Why, then, has the price of assets been increasing? Here, I actually think that the people who criticise the Fed have a point: By lowering interest rates artificially (below the level that they would be at in a free-market system), the Fed has incentivised money to move from savings (in, for example, bank accounts and bonds) to move into the stock market (which inflates the price of market assets). In addition, economic stimulus in the form of bond repurchases and QE has seen the amount of money in the asset-connected economy going up. In addition, I think growing pension assets might have an additional role to play here, too (partially by exacerbating the impact of the previous examples). If this is the case, the rich getting richer might be an unintended effect of past decades’ stimulus to encourage continued economic growth.

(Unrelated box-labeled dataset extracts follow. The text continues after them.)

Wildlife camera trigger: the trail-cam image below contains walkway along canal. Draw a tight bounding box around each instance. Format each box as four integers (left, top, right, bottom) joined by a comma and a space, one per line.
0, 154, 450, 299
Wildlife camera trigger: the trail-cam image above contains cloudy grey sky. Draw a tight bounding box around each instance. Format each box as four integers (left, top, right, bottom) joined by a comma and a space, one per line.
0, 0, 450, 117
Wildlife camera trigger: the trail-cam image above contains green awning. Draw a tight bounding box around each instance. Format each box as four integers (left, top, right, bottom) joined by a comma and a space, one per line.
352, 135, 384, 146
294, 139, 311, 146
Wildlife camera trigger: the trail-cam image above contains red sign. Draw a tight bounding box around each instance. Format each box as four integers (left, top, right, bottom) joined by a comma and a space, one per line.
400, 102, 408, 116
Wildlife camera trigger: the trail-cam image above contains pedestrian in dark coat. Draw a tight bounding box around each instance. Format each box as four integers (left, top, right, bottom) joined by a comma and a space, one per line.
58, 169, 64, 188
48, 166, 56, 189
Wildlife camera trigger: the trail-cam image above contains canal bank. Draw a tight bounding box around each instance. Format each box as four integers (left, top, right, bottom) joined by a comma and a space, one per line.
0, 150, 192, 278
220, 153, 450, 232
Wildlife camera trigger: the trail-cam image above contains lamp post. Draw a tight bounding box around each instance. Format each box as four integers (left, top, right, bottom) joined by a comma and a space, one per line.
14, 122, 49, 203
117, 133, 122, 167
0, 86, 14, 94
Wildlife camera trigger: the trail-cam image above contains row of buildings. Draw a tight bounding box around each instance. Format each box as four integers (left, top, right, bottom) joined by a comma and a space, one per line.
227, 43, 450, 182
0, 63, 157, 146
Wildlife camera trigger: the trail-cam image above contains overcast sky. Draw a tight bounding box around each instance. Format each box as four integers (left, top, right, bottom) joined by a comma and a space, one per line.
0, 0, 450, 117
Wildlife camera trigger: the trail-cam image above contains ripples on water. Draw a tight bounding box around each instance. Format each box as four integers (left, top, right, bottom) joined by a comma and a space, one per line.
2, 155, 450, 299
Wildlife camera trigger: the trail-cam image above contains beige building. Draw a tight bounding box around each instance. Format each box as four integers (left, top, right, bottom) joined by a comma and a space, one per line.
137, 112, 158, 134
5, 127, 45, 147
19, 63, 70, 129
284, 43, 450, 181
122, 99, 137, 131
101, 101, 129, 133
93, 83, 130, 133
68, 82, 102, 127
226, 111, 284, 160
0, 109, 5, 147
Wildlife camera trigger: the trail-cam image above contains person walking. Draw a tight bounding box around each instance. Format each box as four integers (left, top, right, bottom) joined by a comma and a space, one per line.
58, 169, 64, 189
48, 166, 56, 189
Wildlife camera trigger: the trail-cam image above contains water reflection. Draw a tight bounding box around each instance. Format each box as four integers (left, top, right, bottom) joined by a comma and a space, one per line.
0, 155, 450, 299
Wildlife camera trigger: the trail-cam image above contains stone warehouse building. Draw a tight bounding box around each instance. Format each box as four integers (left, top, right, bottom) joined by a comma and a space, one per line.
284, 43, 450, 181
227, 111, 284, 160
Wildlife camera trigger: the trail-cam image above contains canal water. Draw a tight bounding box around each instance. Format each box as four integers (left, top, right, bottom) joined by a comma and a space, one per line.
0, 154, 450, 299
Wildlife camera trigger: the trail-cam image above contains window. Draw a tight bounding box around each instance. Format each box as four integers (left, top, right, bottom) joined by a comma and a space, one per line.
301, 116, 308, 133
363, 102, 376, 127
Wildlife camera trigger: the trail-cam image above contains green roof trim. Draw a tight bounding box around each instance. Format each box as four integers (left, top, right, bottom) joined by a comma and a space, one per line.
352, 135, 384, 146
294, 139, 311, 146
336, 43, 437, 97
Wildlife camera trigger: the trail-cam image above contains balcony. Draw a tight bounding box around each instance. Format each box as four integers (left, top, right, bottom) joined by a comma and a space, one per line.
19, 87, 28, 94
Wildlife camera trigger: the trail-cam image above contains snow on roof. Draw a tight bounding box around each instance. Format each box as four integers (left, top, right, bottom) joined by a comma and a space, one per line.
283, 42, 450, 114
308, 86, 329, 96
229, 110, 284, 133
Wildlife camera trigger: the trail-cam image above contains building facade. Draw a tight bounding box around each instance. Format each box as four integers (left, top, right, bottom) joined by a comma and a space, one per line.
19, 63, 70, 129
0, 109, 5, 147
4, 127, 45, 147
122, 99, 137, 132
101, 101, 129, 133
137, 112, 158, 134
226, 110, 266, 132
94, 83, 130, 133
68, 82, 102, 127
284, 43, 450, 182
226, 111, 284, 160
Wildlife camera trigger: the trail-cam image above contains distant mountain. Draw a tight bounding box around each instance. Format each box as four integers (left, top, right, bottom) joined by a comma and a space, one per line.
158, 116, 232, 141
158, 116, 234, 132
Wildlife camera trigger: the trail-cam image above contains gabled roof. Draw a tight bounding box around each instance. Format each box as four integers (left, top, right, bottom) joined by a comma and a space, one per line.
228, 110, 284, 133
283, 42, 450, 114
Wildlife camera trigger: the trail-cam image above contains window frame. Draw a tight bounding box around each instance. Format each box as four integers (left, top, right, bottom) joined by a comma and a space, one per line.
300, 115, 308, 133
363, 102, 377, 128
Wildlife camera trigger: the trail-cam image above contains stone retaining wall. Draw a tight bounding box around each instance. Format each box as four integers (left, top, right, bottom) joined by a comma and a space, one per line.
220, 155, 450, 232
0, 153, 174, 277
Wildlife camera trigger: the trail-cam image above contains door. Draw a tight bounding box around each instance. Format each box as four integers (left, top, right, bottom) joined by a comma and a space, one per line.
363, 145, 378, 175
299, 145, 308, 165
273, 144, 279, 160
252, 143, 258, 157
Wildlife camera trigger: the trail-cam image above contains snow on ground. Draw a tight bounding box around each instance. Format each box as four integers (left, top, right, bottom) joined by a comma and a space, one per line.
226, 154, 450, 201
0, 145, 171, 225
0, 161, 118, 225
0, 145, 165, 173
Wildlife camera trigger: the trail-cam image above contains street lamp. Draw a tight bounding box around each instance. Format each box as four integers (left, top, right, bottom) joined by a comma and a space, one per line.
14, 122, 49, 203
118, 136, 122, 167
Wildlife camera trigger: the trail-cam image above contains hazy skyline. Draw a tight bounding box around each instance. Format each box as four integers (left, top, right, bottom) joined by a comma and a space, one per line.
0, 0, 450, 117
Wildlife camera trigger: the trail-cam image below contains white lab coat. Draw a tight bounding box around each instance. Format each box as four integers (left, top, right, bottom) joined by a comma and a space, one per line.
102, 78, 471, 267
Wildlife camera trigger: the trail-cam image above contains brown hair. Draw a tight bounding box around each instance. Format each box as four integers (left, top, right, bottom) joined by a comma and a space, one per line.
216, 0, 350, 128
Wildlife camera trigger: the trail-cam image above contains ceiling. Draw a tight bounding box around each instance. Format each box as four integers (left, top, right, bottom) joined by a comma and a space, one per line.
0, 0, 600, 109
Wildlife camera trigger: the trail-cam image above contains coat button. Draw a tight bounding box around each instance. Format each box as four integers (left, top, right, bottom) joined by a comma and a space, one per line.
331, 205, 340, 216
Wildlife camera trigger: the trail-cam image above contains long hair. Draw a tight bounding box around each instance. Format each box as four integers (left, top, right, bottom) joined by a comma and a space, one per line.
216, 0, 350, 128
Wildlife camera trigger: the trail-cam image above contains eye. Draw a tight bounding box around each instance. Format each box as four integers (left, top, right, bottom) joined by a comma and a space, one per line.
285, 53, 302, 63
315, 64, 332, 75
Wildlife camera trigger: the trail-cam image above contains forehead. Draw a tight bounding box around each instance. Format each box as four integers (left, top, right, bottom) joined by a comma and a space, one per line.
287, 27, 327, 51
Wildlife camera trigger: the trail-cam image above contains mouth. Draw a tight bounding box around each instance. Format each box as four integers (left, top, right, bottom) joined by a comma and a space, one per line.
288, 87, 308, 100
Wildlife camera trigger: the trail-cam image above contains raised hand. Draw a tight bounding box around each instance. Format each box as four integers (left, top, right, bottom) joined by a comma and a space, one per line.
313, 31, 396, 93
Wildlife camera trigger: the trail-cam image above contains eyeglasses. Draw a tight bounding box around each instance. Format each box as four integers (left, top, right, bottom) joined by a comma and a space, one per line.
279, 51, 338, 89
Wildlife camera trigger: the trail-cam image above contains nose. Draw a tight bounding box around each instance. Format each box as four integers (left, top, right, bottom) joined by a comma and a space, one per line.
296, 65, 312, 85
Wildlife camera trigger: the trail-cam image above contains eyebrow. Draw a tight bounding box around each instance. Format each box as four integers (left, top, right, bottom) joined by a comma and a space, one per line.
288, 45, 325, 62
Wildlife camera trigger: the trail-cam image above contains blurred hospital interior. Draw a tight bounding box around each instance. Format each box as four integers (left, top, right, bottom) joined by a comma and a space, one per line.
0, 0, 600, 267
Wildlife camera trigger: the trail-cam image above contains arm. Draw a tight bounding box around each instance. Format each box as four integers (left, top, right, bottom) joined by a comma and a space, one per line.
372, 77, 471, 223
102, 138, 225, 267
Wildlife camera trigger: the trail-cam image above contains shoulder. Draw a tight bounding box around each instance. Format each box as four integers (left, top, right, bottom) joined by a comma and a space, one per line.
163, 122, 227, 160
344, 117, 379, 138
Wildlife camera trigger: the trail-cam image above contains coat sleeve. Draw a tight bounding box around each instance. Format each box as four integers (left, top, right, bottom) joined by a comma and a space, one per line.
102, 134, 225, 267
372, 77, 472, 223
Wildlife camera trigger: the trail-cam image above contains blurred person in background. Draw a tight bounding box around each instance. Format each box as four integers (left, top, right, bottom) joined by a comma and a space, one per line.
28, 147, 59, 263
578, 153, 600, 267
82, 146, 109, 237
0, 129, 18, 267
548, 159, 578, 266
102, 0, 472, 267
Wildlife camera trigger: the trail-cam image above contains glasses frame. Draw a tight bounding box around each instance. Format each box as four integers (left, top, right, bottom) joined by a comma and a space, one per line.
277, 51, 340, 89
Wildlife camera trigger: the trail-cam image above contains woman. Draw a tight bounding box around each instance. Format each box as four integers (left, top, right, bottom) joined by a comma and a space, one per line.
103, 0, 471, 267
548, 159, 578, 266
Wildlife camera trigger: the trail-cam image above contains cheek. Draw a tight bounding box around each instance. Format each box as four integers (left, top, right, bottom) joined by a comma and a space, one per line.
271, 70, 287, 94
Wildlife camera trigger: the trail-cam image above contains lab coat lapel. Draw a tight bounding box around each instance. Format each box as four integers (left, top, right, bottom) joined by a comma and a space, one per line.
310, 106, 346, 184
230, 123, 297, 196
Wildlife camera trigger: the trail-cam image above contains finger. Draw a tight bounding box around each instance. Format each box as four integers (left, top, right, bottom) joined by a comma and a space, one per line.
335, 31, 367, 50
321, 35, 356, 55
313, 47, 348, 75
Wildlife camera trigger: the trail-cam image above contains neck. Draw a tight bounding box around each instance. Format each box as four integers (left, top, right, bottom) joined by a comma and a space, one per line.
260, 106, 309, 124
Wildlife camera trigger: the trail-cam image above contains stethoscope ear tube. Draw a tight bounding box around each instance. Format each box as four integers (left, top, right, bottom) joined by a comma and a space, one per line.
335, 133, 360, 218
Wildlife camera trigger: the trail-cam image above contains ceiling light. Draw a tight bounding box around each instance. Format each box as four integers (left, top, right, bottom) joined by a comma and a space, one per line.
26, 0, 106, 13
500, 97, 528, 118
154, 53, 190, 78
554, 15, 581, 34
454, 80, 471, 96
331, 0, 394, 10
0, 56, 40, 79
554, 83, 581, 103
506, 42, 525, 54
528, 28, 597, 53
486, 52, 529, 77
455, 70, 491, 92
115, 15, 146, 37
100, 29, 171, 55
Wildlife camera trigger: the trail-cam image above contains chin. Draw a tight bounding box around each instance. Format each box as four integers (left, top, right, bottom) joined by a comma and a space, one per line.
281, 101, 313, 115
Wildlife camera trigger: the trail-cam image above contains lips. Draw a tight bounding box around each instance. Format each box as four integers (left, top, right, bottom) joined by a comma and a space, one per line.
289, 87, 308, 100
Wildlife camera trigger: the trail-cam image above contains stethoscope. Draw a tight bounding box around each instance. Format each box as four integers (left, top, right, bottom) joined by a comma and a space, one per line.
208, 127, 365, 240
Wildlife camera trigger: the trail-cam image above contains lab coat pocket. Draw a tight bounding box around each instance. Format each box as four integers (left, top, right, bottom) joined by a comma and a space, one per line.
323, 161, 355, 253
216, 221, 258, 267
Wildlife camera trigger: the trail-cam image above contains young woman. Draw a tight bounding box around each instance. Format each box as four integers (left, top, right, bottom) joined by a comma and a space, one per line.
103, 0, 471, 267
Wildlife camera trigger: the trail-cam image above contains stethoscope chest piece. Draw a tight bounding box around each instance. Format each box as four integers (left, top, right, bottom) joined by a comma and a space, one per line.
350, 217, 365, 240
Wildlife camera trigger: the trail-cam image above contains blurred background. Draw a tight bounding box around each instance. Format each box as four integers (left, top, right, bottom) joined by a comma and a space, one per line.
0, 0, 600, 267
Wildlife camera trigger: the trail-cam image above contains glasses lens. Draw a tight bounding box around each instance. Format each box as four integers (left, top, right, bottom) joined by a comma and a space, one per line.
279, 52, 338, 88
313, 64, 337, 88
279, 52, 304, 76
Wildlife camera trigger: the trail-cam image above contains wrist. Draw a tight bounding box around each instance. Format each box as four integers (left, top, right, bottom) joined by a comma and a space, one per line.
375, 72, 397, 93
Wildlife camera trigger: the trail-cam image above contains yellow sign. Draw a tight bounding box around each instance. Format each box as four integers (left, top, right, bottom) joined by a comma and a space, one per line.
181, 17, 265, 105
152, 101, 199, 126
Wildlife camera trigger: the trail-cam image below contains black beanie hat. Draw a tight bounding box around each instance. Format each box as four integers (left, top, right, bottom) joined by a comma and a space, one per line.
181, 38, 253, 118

Ironically, this stimulus might, therefore, have had exactly the opposite effect. 

So, what does all of this have to do with Big Macs? Not much. The Big Mac is just another way of expressing relationships between different goods and assets in the economy. You can reach many of these same conclusions by relying simply on the CPI, but I find the Big Mac to be a more intuitive tool. It also seems to capture more than the CPI does (even if it probably misses other things instead). As such, it makes a useful complement to CPI-based inflation metrics. However, expressed in this way, there are two obvious conclusions to be made: First, you want your income to be tied to assets (so your income is tied to asset-price inflation) or something that goes up alongside it (like the Big Mac), so you don’t lose purchasing power over time. (This loss of purchasing power might however be the price of the liquidity afforded by using a currency that is a derivative of an asset rather than the asset itself.) Second, the way to improve income inequality in the US will be to equalise the asset-base that people’s incomes are pegged to so that asset-price inflation won’t cause the high-income earners to float away from the low-income earners. How to do so constructively (and avoiding ironic side-effects) is the really hard but interesting question, and it’s one I don’t have a good answer to right now. (For example, having everyone own their own home turned out to not be such a great idea, as the housing bubble and the Great Financial crisis showed.)